# Sam, 4-5 year old English Bull Terrier



## Rescue Remedies (Oct 27, 2008)

History: Sam was found stray starving and covered in mange and resultant bare sore patches all over his skin. Pulled out of a pound in the nick of time ... with no-one to take him. Despite being in financial meltdown we couldn't turn him away.

Salient points: Pure breed English Bull Terrier on the large size, underweight, but gaining weight. Sores over body, but healing and scabs diminishing. Ingrowing drew claws had caused infection through to the bone, but are now healing. Coat poor, but improving. Good with dogs and excellent with people. Not cat tested or small furries. Still to commence vax. another week to go, though this shouldn't hold him back from gaining his home. Better pictures to follow.

Advert: Sam is an English Bull terrier of about 4-5 yrs of age. He was presented on our doorstep as exhausted, starving, covered in sores, infection and mange. His health is bouncing back however and already there are wonderful signs of health coming through. Personality wise ... and yes we mean Personality, Sam is a winner ... magnificent and one of the most popular dogs we have had. He is beginning to behave as though he is a puppy with his new found friends and sense of well being.

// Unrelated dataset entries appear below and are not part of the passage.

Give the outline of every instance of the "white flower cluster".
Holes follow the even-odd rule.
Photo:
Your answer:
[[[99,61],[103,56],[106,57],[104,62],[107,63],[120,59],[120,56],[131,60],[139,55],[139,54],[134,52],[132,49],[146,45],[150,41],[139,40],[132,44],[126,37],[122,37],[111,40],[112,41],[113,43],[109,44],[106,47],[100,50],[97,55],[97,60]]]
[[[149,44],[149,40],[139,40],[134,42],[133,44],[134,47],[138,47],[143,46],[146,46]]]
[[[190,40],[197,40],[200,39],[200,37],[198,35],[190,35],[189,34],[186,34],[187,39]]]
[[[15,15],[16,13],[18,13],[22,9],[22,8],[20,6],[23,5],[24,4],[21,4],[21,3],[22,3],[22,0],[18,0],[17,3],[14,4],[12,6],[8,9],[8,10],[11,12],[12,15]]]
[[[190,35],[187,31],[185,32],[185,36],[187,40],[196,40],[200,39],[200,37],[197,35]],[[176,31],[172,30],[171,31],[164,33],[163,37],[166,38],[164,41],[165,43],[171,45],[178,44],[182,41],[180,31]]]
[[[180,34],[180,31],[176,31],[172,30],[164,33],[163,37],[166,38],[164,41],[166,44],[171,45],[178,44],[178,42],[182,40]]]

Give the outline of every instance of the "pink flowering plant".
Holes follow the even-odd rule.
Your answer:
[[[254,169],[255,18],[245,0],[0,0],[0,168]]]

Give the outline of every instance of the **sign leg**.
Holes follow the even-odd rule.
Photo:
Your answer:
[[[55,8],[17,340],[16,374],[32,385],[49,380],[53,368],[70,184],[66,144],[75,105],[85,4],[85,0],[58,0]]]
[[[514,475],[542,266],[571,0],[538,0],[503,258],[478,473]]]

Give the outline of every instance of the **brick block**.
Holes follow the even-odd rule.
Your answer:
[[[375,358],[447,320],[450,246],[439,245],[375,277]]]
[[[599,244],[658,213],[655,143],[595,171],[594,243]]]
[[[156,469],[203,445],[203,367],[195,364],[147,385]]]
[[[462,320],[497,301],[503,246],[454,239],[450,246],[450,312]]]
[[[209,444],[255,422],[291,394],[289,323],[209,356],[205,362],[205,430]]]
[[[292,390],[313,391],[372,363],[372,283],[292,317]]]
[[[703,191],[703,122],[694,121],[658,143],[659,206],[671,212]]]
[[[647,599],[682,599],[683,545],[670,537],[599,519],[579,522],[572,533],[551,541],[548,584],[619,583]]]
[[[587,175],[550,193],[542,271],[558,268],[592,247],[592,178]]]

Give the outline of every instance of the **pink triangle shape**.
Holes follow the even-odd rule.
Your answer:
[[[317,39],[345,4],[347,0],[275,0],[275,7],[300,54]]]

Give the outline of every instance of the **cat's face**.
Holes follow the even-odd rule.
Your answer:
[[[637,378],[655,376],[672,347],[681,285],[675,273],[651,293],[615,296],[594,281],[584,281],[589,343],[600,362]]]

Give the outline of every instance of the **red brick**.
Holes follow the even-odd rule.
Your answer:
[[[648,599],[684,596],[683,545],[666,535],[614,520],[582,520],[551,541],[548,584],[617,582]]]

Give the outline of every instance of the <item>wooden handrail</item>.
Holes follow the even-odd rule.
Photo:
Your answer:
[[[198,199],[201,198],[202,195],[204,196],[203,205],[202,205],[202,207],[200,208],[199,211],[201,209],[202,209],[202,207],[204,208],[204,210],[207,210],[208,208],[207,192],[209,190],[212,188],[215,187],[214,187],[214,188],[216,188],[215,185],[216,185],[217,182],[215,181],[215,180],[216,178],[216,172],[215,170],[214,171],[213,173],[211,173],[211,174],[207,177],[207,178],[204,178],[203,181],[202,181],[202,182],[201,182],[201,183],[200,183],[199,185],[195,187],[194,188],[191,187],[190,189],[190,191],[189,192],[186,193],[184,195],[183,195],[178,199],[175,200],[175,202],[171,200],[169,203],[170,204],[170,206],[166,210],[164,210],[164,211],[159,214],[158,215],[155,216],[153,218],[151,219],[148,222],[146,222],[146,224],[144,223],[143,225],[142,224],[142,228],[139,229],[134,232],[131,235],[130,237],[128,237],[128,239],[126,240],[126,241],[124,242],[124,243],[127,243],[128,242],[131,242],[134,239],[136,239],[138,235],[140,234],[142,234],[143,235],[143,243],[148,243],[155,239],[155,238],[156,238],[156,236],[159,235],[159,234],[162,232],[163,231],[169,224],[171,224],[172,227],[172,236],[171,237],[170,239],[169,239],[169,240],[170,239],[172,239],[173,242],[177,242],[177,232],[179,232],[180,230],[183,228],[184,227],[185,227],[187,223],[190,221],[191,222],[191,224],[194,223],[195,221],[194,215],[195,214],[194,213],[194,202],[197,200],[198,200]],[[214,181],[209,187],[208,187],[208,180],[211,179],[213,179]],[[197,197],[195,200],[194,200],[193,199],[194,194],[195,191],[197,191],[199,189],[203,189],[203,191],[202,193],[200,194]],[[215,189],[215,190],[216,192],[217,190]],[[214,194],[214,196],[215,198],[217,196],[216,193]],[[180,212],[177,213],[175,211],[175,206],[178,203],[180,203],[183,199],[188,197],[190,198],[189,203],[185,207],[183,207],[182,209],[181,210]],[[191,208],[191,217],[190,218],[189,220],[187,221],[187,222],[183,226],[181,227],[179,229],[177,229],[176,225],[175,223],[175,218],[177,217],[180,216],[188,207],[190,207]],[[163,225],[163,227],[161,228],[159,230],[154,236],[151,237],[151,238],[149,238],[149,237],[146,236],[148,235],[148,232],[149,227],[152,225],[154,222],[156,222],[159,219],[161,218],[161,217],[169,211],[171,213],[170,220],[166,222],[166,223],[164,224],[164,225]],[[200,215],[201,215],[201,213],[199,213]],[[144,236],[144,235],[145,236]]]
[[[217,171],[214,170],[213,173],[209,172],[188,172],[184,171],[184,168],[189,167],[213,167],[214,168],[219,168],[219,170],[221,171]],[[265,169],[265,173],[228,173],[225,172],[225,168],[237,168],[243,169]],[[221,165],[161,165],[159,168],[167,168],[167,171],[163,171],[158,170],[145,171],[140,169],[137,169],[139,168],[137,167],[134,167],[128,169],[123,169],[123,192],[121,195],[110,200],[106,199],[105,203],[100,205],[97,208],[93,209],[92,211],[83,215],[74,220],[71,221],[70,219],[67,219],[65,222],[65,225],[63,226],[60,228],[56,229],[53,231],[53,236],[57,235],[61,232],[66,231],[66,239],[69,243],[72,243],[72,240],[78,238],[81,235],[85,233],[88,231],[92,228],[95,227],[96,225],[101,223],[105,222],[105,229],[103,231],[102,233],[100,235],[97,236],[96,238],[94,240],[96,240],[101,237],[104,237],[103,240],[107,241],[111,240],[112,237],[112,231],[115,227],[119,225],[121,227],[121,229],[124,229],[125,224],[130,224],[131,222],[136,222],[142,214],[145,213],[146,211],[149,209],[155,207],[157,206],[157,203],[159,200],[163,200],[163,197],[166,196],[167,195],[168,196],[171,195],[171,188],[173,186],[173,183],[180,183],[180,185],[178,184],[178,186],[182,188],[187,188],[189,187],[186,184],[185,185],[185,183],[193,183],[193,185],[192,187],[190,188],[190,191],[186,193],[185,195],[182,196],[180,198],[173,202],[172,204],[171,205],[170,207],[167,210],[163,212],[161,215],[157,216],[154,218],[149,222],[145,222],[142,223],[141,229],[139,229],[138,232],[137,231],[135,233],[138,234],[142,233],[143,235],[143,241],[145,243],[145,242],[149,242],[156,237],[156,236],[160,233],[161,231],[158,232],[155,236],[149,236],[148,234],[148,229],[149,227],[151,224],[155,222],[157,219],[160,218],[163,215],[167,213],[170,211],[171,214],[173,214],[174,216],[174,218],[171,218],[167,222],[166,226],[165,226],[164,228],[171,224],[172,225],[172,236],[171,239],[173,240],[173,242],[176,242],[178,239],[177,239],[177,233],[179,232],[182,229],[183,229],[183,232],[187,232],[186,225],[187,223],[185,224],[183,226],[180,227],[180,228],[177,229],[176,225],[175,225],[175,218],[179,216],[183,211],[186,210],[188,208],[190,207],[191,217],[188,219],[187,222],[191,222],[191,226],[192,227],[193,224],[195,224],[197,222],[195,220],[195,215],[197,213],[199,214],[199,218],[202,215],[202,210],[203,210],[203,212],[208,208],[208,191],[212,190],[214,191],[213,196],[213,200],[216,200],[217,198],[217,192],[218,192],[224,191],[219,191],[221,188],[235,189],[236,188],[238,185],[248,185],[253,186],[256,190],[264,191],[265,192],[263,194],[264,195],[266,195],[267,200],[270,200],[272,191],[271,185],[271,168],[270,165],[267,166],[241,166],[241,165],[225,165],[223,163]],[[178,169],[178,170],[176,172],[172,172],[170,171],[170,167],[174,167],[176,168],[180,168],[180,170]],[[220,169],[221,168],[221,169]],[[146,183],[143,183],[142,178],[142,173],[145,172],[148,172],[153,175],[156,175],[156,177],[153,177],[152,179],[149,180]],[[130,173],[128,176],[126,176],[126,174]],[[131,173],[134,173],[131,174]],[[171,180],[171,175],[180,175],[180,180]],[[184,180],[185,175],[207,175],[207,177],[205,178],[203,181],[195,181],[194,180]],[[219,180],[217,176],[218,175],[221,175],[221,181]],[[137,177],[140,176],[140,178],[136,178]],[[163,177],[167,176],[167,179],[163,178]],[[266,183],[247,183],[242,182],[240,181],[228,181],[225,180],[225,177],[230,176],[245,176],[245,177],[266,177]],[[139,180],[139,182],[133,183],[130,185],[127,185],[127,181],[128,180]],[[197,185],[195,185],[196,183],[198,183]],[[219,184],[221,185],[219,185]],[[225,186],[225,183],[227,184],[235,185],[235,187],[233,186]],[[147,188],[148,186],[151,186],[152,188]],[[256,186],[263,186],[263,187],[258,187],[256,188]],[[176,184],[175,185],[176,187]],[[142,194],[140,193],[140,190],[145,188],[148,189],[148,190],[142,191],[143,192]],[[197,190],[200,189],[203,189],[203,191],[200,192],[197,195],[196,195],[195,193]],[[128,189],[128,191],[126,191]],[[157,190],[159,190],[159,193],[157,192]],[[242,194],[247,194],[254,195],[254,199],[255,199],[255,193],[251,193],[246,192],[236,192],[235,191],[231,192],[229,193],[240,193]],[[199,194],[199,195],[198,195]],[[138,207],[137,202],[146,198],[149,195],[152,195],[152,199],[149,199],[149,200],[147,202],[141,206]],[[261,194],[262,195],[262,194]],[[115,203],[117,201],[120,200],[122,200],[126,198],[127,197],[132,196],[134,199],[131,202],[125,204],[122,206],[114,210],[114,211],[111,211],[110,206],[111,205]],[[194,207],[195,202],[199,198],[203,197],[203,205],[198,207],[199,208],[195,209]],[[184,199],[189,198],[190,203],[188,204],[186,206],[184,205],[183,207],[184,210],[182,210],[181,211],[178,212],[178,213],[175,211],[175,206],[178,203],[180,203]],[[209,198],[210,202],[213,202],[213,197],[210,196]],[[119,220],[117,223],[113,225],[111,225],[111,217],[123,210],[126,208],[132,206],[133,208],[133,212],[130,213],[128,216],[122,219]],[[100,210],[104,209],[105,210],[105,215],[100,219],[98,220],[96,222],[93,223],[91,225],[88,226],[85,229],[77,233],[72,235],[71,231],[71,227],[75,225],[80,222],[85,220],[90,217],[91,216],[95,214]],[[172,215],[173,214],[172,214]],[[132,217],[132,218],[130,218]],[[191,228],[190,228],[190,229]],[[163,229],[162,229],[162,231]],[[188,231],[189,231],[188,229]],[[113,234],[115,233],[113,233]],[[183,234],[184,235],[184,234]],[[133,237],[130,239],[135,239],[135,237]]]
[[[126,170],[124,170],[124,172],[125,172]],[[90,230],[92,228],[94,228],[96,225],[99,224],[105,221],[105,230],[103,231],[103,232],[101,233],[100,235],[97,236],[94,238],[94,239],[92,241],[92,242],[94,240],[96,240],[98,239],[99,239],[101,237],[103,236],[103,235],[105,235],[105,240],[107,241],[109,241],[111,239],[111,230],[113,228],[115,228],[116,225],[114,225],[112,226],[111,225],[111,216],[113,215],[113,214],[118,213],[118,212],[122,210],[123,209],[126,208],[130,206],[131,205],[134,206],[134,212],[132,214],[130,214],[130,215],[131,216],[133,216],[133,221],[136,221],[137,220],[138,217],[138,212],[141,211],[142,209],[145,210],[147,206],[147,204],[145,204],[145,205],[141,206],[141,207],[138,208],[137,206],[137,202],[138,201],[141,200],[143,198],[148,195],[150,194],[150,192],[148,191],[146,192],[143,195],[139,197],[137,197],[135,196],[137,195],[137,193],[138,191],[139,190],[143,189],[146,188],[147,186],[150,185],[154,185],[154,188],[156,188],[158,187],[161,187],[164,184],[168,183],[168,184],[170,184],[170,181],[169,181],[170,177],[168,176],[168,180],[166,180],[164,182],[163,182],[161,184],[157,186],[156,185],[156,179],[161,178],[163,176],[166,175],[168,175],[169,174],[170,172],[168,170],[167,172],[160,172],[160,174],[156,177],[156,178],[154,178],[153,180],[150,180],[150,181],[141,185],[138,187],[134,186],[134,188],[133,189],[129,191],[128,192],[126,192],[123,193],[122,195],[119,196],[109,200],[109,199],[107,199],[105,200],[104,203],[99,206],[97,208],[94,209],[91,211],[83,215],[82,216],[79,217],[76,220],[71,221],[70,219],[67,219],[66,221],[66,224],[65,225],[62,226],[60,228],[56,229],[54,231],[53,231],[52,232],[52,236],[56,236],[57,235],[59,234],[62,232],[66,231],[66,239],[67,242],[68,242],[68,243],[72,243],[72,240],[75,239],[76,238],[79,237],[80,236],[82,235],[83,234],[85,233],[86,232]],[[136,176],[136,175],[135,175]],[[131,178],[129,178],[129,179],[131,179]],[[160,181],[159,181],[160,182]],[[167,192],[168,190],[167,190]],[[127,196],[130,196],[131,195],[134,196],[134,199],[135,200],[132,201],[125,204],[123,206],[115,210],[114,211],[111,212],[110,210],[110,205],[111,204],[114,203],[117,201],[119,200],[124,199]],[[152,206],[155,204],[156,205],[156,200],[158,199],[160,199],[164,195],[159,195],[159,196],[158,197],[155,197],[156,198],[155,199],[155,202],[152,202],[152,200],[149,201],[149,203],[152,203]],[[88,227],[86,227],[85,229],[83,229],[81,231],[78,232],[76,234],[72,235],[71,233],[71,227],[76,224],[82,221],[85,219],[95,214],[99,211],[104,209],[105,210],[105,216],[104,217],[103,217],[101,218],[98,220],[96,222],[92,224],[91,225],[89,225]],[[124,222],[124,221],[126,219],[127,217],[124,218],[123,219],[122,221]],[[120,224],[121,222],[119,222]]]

Sam is great with people and kids. He is good with dogs ... not sure about cats and small furries. We have newly neutered him and he has just finished antibiotics. Another week and we think his health will be robust enough to commence vaxs. Wormed and treated for mange. Already ... from a sad, sad dog we see his radiance and beauty beginning to shine through. Can't see us holding Sam back from his finding his family for long. He doesn't deserve to be in kennels ... he deserves to be chasing and fetching a ball and having gentlemanly walks in the park ... and putting smiles on everyone's faces as he melts their hearts.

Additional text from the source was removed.